+体温+
*読まれる前に。
完結後のお話になります。
スパムメール
軽やかなメロディが、昼間と夕方がやわらかに交じり合い始めていた空気を切り裂く。
続けて、ごほん、とやや大袈裟な咳払いが聞こえた。
「館内では、携帯電話の電源を切るか、マナーモードに切り替えて頂きますようお願い致します」
「ご、ごめんなさい」
「頼むよ? 図書委員さん」
館内唯一の利用者に注意されて、図書委員はあわてて鞄から音源を取り出した。
今朝は一際の冷えこみで、ついもう少し、と布団のぬくもりに甘えていたら寝坊してしまった。
そしてうっかり、マナーモードにするのを忘れてしまっていたのだ。
電車や授業中に鳴らなくてよかった。
ほっと胸をなでおろしながら、理実は携帯電話を開いた。
そのディスプレイに濃い色の影がかぶさる。
のぞきこんでいるのだとわかったが、顔を上げないまま文字を読もうとすると、ひょい、と手の中から携帯電話が奪われた。
「だめ、ぼっしゅーっと」
え、と理実の口から漏れるよりも早く、指先が軽やかにボタンの上を踊り始める。
「おや。ダーリンから、みたいですよ?」
だーりん。
いまだに慣れない変換に戸惑いながら、理実は少しカウンターに身を乗り出した。
「なにって?」
「ええと……」
興味深そうに文面を追いかけた目が、見る見ると光を失っていく。
「なんだ、ずいぶんと健全なメールだな」
健全じゃないメールってなんだろう。
理実が内心でこっそり首をかしげると、朗読劇が始まった。
そっけないのに、やさしい。
声質が似ているわけではないのに、画面の向こう側の人を呼び起こしてしまうのはどうしてだろう。
声の大きさや、間の取り方なんかが、似ている。気がする。
よく観察してるなぁ、と変なところに感心しながら、静聴した。
ごく普通の、赤井いわく、健全なメールだった。
今日の放課後、灰谷は歯医者の予約があるとのことで、すでに学校を出ていた。
それはすでに知っていることで、用件はもう少し先のことに触れている。
今日理実が借りるはずだった本を渡し忘れしまったことを謝って、また明日貸すよ、と約束してくれていた。
「なんとお返しいたしましょうか、お嬢さま」
きれいな微笑みに、ぱちぱちとまばたきで返事をした。
「え? いいです、大丈夫。自分で打てます」
「そう遠慮なさらずに。お嬢さまは、自分に課されたお仕事を続けるがいいよ」
と言われても、じゃあお言葉に甘えてと、図書委員に、特別にやらなければいけない仕事はないのだ。

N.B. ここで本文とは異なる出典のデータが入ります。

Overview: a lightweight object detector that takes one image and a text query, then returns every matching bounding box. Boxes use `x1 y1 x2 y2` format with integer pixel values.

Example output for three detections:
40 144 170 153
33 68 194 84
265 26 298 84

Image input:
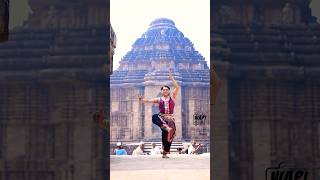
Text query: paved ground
110 154 210 180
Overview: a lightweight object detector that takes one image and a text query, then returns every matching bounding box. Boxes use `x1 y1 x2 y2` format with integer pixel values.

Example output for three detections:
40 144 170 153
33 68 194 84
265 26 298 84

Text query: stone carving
47 5 58 27
219 5 235 24
0 0 9 33
282 3 294 25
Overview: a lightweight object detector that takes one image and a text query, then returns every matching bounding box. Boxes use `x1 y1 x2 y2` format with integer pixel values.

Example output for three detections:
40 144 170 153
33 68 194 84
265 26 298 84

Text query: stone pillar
210 62 230 180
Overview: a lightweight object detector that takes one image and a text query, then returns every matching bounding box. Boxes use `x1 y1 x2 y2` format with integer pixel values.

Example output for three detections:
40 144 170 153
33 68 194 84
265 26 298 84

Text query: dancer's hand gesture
169 71 174 81
138 95 144 101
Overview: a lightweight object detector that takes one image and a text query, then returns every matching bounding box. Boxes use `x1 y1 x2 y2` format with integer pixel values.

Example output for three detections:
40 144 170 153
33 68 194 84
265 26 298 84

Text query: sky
9 0 320 69
110 0 210 69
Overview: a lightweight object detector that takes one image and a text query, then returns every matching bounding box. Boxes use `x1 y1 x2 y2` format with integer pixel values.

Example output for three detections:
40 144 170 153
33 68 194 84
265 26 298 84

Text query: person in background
132 142 145 156
150 142 161 155
114 142 127 155
188 140 203 154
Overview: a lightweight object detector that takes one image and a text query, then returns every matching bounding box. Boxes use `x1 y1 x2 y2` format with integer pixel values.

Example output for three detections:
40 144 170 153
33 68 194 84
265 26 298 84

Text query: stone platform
110 153 210 180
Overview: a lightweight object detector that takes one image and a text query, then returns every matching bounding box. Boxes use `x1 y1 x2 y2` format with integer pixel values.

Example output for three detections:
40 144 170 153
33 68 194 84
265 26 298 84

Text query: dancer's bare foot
162 154 169 158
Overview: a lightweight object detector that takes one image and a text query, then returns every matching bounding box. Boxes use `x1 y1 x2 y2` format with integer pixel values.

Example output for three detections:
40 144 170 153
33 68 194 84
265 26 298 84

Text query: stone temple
110 18 210 141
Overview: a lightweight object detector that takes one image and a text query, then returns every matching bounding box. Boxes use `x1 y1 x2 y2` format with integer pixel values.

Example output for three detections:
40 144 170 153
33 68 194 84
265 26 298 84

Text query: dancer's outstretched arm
169 72 180 99
139 96 159 103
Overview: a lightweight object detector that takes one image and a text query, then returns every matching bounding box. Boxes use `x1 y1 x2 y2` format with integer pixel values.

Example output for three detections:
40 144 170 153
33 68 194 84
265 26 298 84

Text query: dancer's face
161 87 170 97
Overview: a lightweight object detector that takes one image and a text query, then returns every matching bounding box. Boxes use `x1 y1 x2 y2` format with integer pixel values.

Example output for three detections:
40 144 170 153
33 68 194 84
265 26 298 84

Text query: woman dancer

でも、携帯をつかんだ指がうずうずとしていたのが見えたので。
理実は苦笑いして、言葉をつむぎはじめる。
「ええと、じゃあ――」
ボタンの上を縦横無尽にすべる親指。
声を出すスピードとほぼ変わらなく、文字が打ちこまれていく。
どちらかというと、言葉にするまでもそして文字にするまでも時間がかかる理実にとって、その速さは驚異だった。まるで同じ人間じゃないみたい。劣勢に傾きそうで、あわてて唇を動かした。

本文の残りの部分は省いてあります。